In this paper, the authors presented a new autofocus and sub-aperture fusion method for CSAR data. It is based on the prewitt operator that extracts sub-aperture image feature points as a new dataset, and on Particle Swarm Optimization (PSO) that estimates the radar slope error on the new dataset. CSAR imaging and error models as well as CSAR auto focusing method are explained in a clear and consistent manner. The effectiveness of this method was confirmed on data obtained by simulations as well as on real data obtained by measurements. The following comments are addressed to the authors in order to improve the paper:

-          It is necessary to explain what the abbreviation "ABP" represents. This abbreviation is used to name the algorithm against which the proposed method is compared.

-          It is necessary to provide information on which hardware platform was used to implement the proposed method, as well as information on the real-time performance of the method.

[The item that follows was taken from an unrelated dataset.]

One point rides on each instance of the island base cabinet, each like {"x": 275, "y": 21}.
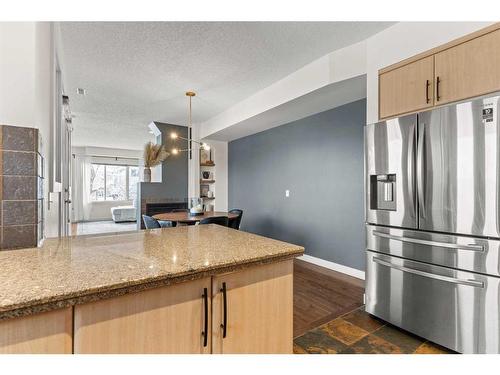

-          In the conclusion of the paper, the sentence "In this paper, we present a new autofocus and sub-aperture fusion method for CSAR data, based on the backpropagation algorithm" is stated. It is necessary to explain in what context the word "backpropagation" is used.

-          It is necessary to expand the conclusion to include more text that refers to concrete results and less text that is similar to the abstract of the paper.

Author Response

 Thank you very much for taking the time to review our manuscript titled [A Backprojection-Based Autofocus Imaging Method for Circular Sythetic Aperture Radar] We appreciate your valuable comments and suggestions, and we would like to express our sincere gratitude for your expertise and thorough evaluation.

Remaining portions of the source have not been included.